An Economic Precipice

Barring the pre-election melodrama, it seems that the winning government will be faced with an insurmountable challenge as Pakistan sets out to seek its second IMF bailout in five years.

With Islamabad supplicating to China for loans and further negotiating a fresh bail-out package from the IMF, the government is becoming increasingly reliant on external borrowing, tangling into hefty debt-servicing charges.

Where successive governments relied on quick-fix economic injections to resuscitate a flat lining economic regime, Pakistan’s economic policy historically shackled itself to international patron organisations. Today, the country is at an economic slump in the wake of an impromptu devaluation. Facing escalated inflation, the value of the mounting foreign debt has multiplied as the local currency has depreciated and the corresponding interest rates have also escalated. As the oil prices surge, along with the strengthening Dollar, Pakistan seems more and more unlikely to meet its piling foreign debt obligations.

The foremost exigent task for the incoming political party upon assuming office should be a re-hauling of our quick-fix economic policies that seek to temporarily plug the leaks in our fiscal bearing. For the incoming government that entails building a comprehensive and detailed agenda to protect Pakistan’s balance of payments, a programme to build Pakistan’s foreign exchange reserves and ultimately mend obsolete fiscal policies. The incoming government needs to meet external liabilities head-on, renegotiating the terms of the liabilities with cheaper and longer-term loans. Further foreign debt should only be undertaken with clear feasibilities negotiated on pay backs to ameliorate their impact on foreign reserves.

While CPEC is heralded as a boon for the economy, the loans accompanying the exorbitant development project add to Pakistan’s liabilities. It will fall to the incoming government to renegotiate the existing terms of CPEC (China Pakistan Economic Corridor) in light of the countries creaky financial standing.

The IMF has to be a last resort, for it opens up the country’s political and economic regime to policies and clampdowns which are aimed at getting returns on its lending, primarily through imposition of value added tax (VAT) - adding to the woes of the common man already battling inflation.
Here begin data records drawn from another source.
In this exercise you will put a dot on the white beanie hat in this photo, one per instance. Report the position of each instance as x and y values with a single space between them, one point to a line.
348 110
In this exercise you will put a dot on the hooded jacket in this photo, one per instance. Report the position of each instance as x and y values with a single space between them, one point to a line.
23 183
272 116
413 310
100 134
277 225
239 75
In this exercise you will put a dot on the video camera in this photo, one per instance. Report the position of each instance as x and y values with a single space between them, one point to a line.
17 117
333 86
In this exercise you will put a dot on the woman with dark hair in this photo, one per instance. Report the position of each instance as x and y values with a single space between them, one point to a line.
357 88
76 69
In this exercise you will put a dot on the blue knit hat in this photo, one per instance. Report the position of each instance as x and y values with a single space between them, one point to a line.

Ultimately, the state has to look inward, upholding our home industry and encouraging national SMEs (small and medium sized enterprises) over imports, with an eye to generating employment.

With public debt escalating and ballooning trade deficits the country is teetering at an economic precipice from which the winning political party will need to pull the country back – using more than political rhetoric and fundraising abilities.